GeneralsJoes Reviews IDW’s G.I. Joe: Cobra Annual 2012

Many of us really saw it coming throughout the Cobra Civil War that Krake was destined to be the new Cobra Commander, but I still thought it was a very fun ride getting to the end result. But I think most folks were complaining a bit that we didn’t really know Krake’s history and what makes him tick.

No longer. The entirety of the 2012 G.I. Joe: Cobra annual is devoted to the backstory of Cobra agent Krake and how he becomes who he is. I was approaching the issue with some hesitation, just because I wasn’t entirely sure how much I cared. Turns out I did care.

Click the read the rest of the story link below for the full review.

G.I. Joe: Cobra Annual 2012

Writer: Chuck Dixon
Artist: SL Gallant

I started this issue off on a good foot just seeing SL Gallant’s name on the cover of the issue. That immediately put a smile on my face. I’ve grown so used to seeing his fantastic art on the G.I. Joe: A Real American Hero title that I hadn’t really considered how his work on a more modern issue would be. Well, I was not disappointed. Turns out Gallant is just awesome no matter what era he’s doing the art chores for, and I found every single page of this double-sized Annual to be a pure joy just to look at.

Chuck Dixon throws us directly into the action, and we travel back in time several years to really see how Krake gets his start as a newborn in Thailand. Born to the wartorn region of the Golden Triangle, Krake quickly finds himself an orphan and a mercenary in the thick of the drug war. He learns on the fly and essentially hones his skills and builds his reputation from the ground up.

Along the way, we see many familiar faces from Major Bludd to The Baroness, and even the old school Cobra Commander himself. But honestly, Cobra kinds of drifts in and out, with the core focus of the story purely on the man who would become Krake. Speaking of the name “Krake” the best part of this issue, I thought, was Major Bludd haphazardly giving him that code name based on an Australian serpent…a very cool touch. For whatever reason I’d never thought to really research what the term “Krake” meant, and its translation makes perfect sense.

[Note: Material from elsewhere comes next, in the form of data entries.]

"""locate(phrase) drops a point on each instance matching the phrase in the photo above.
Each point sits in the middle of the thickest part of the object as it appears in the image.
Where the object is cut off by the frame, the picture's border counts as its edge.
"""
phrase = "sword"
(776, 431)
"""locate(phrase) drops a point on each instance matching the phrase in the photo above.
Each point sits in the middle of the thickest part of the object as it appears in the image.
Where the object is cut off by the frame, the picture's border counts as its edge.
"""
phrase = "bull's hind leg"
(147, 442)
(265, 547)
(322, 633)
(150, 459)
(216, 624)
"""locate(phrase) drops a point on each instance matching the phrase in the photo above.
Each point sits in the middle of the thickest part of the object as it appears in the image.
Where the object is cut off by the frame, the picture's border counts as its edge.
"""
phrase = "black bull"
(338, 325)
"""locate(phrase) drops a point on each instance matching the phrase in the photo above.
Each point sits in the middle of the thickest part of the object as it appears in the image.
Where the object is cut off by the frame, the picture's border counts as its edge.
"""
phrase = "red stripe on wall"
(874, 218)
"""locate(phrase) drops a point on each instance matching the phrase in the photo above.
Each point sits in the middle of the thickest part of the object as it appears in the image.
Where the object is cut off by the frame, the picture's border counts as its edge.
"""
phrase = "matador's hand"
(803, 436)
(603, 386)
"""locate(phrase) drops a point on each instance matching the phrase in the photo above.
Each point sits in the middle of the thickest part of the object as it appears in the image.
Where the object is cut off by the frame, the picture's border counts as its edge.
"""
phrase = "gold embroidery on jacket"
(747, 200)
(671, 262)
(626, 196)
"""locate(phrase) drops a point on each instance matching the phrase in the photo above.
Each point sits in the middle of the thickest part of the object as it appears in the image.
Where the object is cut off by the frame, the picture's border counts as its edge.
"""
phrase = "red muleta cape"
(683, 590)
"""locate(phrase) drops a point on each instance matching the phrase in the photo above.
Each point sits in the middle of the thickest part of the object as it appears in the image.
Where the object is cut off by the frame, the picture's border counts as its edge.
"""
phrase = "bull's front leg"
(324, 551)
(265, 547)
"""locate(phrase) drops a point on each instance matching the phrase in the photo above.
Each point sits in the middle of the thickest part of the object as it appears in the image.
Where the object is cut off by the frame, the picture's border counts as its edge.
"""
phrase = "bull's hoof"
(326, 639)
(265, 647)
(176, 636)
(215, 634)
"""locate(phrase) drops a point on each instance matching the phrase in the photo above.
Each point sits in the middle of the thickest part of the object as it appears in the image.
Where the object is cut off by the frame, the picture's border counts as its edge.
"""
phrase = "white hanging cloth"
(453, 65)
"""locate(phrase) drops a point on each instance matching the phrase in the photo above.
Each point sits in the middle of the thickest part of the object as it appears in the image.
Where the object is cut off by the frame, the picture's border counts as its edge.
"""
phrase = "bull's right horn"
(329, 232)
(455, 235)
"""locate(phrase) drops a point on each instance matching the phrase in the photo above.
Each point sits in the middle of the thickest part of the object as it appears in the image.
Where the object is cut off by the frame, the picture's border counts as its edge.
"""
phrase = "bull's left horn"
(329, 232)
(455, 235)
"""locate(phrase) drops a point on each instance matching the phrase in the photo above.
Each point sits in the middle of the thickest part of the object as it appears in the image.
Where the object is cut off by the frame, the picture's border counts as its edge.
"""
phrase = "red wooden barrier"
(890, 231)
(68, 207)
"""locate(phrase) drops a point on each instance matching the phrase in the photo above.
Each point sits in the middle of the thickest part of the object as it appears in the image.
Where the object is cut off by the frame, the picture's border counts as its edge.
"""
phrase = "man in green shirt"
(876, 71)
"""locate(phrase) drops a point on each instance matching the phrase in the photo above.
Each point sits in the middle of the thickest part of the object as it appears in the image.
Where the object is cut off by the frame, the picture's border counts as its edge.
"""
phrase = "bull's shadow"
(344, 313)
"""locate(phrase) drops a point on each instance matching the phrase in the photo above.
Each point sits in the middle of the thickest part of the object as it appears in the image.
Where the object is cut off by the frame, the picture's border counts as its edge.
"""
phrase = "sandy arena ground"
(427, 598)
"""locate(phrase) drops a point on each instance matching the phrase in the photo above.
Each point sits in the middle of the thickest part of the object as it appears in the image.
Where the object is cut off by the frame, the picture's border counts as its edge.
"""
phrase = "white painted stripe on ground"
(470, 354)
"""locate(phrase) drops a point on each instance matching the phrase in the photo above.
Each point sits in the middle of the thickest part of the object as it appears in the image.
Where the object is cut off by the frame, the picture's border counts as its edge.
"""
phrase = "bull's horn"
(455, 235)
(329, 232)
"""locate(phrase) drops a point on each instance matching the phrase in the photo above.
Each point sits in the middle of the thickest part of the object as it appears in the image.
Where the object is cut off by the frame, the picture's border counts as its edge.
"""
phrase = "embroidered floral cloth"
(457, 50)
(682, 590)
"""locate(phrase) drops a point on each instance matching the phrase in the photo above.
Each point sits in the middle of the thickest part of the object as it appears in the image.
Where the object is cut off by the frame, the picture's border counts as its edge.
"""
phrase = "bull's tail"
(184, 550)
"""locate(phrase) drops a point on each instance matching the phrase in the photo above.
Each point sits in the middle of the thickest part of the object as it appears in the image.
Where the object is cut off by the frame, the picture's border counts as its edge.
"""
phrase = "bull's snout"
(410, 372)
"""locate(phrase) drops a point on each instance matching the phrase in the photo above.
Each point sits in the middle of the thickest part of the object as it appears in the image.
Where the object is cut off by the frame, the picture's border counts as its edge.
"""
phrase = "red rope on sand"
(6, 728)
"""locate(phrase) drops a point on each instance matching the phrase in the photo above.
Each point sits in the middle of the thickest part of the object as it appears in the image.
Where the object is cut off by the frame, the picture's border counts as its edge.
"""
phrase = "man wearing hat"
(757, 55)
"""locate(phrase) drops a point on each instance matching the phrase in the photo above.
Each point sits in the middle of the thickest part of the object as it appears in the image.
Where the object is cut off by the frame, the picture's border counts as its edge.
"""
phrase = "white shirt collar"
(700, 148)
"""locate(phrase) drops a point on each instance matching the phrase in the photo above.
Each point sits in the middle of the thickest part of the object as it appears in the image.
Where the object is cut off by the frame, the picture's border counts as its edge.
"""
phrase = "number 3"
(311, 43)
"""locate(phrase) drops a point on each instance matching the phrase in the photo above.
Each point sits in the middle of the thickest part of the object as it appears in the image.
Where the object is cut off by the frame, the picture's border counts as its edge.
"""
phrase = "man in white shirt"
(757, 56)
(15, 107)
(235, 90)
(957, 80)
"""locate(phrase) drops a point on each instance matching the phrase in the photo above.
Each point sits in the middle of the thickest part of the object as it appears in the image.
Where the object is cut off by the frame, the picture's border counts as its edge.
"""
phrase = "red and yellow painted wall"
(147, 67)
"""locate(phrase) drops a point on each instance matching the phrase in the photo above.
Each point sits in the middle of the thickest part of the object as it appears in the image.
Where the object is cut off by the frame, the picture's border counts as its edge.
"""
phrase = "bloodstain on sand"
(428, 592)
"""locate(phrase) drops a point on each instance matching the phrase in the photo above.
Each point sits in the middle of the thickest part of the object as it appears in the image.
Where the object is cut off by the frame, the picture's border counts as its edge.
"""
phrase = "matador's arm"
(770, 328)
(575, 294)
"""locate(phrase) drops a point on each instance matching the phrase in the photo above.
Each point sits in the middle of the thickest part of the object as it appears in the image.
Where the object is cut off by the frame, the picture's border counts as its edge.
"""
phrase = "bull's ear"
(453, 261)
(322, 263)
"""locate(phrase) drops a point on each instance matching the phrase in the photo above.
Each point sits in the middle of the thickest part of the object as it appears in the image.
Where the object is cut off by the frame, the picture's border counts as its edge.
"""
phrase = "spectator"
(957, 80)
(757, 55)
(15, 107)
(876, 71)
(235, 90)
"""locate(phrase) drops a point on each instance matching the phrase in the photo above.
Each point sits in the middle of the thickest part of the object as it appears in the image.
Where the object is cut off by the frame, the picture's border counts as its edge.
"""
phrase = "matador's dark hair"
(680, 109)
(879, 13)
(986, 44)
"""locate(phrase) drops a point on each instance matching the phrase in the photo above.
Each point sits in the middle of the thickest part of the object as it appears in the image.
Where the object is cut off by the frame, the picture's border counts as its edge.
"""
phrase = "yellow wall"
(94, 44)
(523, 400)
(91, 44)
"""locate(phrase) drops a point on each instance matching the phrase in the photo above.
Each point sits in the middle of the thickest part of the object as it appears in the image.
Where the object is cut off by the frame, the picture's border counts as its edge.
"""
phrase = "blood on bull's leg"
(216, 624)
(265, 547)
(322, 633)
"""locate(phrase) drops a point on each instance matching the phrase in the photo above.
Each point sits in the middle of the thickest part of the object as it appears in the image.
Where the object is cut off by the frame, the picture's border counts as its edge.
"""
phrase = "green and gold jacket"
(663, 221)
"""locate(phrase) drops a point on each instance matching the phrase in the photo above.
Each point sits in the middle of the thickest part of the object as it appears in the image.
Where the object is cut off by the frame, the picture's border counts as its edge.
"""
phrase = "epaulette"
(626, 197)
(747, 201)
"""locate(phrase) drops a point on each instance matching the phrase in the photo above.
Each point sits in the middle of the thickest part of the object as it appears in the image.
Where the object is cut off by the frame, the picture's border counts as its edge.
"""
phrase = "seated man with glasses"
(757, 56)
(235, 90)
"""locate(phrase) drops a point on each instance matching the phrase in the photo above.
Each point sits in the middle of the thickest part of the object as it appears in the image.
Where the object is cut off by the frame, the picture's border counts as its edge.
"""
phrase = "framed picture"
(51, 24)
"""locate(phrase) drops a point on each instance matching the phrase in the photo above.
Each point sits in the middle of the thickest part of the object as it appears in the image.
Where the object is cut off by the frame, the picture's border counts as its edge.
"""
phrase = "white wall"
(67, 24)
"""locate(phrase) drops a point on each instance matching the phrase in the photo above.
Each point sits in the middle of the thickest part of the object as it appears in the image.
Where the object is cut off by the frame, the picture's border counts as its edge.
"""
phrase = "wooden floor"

Every single page of this oversized annual is action-packed, and I have to be honest. I LOVED it. My uncertainty about the IDW modern G.I. Joe universe has been pretty well documented. While I love pockets of what IDW has done, I haven’t felt fully invested in the current stories since they began. Even though I love the Cobra angle, and I adore the Real American Hero stories, the mainstream G.I. Joe stories have left something to be desired. Well, I’m not sure what has changed, but in the past few months I have been pulled in. Pulled in in a big way. I eagerly turned each page of the Cobra Annual, desperately looking forward to seeing exactly who Krake is and what makes him tick. A year ago I didn’t care much about Krake, but now? Now I think he makes a fantastic Cobra Commander, born in blood, and ready to lead the terrorist organization on a global crusade. I am invested.

A great issue. There is a lot to love here with Dixon’s excellent pacing and Gallant’s fantastically clean, smooth, and nearly flawless art. Fifty pages of greatness here, I strongly encourage any Joe fan to give it a shot. This might just be a good jumping on point for many folks, too.

I can see how the eight dollar price tag might scare off some folks, but I do think there is enough content in this issue to warrant the cost increase. It’s essentially a double sized issue for double the price. Still worth it, in my opinion.

One thought on “GeneralsJoes Reviews IDW’s G.I. Joe: Cobra Annual 2012

  1. Nice. I have gone back and read “season 1” of the main Joe title, and I have to say – It rocks more now as a whole experience then as pieces over the last couple years. That said, I think the Cobra Civil War issues were much more punchy and compact – the mystery is over, Cobra is known – and thus, reminds us of the RAH days which started with a bang and just kept hitting. So yeah, the books are easier to consume now, but I highly recommend people go back and re-read the first season of IDW as a whole. I really think it’ll be remembered better than it was received in the long run.